Ainda não tem 30 anos e já filmou um mini-documentário com Dita Von Teese, fez um vídeoclip para a Dido na Nazaré, trabalhou com a Johnnie Walker, filmou o campeão do mundo de Fórmula 1 e fez chover azeitonas por todo o país. Cristiana Miranda é realizadora no mundo inteiro, mas já foi apenas uma estudante lisboeta de 18 anos que sentiu que o país não chegava para todos os sonhos que tinha. Estudou na Universidade de Westminster, onde fez um B.A. em Media Studies, e correu atrás das oportunidades que Londres oferecia. Para trás ficou o espírito comodista que a fez emigrar.

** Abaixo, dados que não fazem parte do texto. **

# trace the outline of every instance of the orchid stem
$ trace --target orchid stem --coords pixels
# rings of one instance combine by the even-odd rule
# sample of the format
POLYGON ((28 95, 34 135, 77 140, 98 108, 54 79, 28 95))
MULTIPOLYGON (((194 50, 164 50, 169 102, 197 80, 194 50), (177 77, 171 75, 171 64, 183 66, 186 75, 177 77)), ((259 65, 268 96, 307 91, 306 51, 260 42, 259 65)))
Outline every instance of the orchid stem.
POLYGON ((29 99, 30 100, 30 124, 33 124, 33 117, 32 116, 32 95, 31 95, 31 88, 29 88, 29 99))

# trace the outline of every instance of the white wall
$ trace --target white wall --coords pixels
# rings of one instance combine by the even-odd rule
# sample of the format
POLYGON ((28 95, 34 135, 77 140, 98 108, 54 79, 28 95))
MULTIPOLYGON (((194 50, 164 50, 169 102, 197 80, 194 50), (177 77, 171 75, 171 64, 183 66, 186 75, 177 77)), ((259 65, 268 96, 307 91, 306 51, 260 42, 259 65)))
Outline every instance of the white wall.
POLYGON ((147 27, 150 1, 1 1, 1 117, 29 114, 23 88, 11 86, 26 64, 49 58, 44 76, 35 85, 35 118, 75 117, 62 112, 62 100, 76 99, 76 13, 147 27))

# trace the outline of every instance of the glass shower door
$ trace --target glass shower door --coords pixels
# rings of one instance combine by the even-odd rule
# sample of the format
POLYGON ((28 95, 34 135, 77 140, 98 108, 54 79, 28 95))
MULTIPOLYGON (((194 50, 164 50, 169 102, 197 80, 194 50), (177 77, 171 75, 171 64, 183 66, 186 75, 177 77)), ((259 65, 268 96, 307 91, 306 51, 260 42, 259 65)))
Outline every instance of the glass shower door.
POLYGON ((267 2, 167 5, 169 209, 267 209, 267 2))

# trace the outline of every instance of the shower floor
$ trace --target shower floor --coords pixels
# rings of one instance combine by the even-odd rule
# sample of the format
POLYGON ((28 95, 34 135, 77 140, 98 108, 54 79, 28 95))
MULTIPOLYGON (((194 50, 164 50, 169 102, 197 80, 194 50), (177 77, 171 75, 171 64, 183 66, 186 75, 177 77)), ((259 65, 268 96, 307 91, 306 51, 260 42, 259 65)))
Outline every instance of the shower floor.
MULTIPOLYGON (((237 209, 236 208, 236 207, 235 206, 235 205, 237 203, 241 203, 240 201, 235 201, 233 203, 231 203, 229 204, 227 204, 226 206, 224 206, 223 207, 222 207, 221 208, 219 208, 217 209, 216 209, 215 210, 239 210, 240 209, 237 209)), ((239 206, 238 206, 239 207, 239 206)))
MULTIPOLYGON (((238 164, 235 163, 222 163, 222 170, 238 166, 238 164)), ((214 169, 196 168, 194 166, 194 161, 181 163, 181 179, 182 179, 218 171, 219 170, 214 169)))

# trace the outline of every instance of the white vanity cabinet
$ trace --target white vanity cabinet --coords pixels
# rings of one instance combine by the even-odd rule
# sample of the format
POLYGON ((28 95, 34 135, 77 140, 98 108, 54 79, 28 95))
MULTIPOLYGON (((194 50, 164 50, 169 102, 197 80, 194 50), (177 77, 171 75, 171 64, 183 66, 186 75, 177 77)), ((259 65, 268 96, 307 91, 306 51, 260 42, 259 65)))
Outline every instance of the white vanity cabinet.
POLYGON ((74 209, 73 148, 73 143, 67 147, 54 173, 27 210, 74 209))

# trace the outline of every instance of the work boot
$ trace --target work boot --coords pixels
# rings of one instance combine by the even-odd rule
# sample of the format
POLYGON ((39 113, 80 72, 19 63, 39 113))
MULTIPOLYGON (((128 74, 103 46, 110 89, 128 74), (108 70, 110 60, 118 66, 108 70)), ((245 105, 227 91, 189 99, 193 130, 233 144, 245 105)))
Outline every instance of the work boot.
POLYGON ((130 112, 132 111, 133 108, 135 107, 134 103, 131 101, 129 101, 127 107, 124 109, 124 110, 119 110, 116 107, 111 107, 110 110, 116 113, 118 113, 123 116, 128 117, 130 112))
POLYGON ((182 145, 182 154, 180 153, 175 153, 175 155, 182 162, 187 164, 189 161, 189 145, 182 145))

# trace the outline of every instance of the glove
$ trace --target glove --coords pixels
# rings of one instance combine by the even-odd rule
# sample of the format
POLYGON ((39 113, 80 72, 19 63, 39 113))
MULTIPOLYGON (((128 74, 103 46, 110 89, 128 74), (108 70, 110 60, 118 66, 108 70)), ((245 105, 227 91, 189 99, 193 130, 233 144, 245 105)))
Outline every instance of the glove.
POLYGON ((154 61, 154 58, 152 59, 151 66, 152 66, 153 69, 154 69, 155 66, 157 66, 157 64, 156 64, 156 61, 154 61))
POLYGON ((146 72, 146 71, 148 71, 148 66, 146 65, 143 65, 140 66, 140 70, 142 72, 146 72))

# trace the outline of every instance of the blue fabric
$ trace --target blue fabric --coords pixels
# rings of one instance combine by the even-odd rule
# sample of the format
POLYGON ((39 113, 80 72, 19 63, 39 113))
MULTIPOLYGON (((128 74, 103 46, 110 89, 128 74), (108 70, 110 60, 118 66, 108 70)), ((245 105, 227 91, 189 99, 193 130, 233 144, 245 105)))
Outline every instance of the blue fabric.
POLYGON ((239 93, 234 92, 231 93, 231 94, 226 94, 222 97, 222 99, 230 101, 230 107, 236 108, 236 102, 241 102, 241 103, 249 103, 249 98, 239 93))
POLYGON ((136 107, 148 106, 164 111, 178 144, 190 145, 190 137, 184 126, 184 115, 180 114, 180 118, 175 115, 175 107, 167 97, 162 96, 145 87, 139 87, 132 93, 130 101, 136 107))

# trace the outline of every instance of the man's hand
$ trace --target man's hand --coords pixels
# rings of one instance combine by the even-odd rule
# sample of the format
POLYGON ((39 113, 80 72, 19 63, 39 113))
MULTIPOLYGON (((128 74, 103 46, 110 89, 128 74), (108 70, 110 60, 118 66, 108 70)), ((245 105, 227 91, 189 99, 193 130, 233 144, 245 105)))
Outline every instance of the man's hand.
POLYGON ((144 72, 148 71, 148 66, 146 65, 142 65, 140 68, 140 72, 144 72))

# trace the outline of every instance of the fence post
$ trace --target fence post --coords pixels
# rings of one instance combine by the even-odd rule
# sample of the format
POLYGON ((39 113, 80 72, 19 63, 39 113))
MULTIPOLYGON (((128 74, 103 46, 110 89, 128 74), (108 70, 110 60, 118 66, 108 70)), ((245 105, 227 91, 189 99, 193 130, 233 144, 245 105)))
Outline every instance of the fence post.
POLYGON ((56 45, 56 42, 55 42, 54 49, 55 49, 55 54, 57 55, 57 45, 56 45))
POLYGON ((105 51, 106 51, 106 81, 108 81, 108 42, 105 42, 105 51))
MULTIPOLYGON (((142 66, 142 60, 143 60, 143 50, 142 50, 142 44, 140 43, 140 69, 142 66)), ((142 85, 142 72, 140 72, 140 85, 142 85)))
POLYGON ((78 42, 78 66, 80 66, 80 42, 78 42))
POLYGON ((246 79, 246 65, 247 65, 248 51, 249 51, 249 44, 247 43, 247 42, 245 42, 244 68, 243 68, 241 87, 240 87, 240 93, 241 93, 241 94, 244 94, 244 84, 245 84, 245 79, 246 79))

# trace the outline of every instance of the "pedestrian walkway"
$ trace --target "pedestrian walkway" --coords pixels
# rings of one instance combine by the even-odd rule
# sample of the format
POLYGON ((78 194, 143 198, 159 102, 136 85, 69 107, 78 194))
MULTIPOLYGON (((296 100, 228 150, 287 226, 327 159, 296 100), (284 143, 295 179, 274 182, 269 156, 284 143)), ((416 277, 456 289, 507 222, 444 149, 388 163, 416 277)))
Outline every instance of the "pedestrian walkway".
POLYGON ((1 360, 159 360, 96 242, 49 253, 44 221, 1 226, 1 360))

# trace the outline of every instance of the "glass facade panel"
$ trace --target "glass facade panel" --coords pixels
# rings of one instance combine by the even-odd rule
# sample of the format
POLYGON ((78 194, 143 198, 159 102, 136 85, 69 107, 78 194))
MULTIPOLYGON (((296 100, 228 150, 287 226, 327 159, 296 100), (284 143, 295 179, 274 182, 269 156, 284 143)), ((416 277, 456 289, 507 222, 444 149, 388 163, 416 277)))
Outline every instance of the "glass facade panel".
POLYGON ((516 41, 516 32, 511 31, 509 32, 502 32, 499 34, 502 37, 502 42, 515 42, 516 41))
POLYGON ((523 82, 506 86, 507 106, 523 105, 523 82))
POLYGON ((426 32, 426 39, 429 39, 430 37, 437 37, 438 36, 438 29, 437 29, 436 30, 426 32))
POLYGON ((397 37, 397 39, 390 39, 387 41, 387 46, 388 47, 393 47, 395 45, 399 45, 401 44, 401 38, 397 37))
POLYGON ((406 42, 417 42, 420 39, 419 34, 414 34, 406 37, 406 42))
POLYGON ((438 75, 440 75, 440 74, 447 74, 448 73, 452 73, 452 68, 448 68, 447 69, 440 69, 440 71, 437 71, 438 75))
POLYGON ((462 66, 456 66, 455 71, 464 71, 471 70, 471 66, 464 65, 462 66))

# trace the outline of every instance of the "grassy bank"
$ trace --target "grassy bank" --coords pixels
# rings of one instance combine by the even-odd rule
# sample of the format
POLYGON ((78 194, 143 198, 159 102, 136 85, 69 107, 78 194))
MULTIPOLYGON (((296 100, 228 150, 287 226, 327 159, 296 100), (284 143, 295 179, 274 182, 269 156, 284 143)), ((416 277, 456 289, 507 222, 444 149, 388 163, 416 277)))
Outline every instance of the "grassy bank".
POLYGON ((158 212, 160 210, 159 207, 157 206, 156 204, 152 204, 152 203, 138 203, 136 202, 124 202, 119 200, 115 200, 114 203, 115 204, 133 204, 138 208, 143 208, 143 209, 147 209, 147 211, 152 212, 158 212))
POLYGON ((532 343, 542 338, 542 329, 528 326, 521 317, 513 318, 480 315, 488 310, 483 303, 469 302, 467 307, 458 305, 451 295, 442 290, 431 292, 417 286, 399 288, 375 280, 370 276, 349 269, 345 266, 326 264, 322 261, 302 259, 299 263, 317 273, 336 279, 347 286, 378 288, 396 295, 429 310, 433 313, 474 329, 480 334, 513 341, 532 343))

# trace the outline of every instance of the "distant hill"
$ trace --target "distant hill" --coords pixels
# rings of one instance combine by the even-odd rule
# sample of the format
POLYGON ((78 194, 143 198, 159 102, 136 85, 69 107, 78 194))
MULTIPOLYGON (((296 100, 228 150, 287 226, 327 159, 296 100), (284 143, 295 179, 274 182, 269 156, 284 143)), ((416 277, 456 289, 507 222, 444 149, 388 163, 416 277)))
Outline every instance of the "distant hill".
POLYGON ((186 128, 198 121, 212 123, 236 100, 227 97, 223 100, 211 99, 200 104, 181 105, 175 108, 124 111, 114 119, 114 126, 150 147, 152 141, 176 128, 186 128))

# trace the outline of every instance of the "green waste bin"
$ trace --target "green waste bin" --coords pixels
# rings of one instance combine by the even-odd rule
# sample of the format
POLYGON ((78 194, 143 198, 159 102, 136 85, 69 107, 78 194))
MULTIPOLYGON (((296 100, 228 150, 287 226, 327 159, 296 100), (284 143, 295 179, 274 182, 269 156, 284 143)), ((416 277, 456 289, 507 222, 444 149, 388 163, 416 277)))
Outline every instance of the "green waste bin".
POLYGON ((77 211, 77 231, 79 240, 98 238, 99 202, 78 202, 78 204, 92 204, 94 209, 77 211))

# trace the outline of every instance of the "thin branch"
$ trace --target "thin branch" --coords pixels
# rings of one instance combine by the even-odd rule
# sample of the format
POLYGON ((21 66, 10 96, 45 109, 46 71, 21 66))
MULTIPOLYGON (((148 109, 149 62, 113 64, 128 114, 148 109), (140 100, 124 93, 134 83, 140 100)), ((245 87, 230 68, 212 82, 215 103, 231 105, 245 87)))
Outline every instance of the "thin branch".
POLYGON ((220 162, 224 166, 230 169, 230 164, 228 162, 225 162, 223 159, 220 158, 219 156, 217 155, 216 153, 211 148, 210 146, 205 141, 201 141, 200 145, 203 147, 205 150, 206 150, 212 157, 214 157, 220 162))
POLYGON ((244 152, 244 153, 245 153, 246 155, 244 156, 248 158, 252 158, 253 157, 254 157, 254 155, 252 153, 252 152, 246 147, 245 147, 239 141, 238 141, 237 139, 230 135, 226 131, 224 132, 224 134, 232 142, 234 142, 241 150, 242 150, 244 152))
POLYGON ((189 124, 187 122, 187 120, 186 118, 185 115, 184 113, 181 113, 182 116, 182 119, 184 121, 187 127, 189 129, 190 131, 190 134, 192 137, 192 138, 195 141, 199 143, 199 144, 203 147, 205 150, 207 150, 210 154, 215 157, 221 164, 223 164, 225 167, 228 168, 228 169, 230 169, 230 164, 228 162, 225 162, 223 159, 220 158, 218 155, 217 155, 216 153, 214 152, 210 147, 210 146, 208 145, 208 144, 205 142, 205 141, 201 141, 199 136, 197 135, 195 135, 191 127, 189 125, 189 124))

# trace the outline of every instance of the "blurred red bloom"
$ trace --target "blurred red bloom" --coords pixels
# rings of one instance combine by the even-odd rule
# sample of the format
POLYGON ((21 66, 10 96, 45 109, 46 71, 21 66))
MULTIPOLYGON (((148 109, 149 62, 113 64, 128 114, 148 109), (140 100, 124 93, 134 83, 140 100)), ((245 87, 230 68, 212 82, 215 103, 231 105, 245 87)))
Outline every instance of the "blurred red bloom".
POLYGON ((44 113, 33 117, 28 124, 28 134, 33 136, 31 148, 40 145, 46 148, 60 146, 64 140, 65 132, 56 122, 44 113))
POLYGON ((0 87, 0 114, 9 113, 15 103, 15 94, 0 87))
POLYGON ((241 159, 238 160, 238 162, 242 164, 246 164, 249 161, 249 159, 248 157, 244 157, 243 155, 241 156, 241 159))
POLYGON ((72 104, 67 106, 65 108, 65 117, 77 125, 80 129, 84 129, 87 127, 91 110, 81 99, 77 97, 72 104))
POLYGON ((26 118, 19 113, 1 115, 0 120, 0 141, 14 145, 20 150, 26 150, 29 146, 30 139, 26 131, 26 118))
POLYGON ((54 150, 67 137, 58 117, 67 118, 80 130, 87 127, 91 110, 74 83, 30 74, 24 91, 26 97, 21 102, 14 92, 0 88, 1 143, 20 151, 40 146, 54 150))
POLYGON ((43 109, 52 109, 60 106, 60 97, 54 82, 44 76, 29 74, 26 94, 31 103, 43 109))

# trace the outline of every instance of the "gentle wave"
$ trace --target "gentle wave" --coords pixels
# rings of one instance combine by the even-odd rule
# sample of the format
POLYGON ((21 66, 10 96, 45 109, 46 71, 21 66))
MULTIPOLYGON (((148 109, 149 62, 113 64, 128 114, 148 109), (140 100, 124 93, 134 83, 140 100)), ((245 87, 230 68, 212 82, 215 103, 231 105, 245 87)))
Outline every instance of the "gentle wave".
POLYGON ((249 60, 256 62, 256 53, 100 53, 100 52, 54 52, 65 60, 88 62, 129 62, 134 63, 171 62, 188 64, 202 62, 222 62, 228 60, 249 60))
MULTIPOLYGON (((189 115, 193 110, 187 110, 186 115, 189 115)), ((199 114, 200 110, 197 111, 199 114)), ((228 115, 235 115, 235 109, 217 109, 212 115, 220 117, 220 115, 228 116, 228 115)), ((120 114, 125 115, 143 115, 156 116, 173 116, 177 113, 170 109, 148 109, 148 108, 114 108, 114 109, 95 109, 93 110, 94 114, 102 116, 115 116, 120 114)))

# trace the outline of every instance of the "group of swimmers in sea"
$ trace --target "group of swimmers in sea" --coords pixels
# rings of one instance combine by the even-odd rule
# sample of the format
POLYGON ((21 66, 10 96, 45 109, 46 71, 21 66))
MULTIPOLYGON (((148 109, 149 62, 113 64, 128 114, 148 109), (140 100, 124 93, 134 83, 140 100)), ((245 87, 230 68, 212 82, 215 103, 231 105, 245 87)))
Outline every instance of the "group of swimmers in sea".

Quando fez o curso estava à espera de seguir cinema?

Uma das razões por que me senti atraída em ir para Londres é que os cursos não são tão definidos. Há uma abertura maior para a pessoa experimentar diferentes módulos. Pode fazer-se a base em Comunicação Social e depois integrar aspectos completamente diferentes: a literatura, a fotografia e, lá está, também o cinema. Quando fui fazer o curso não sabia ao certo o que queria fazer. Gostava mais de audiovisuais, tinha um grande interesse em trabalhar em televisão e já tinha uma paixão por videoclipes. No início [do curso] estava até mais virada para jornalismo. Rapidamente percebi que não era por ali e quando fiz a minha primeira aula prática mais virada e orientada para realização ficou rapidamente esta vontade de realizar. Orientei os meus estudos nesse sentido e calmamente fui nessa direcção. Portanto, eu não fiz um curso de cinema nem nada especificamente virado nesse sentido.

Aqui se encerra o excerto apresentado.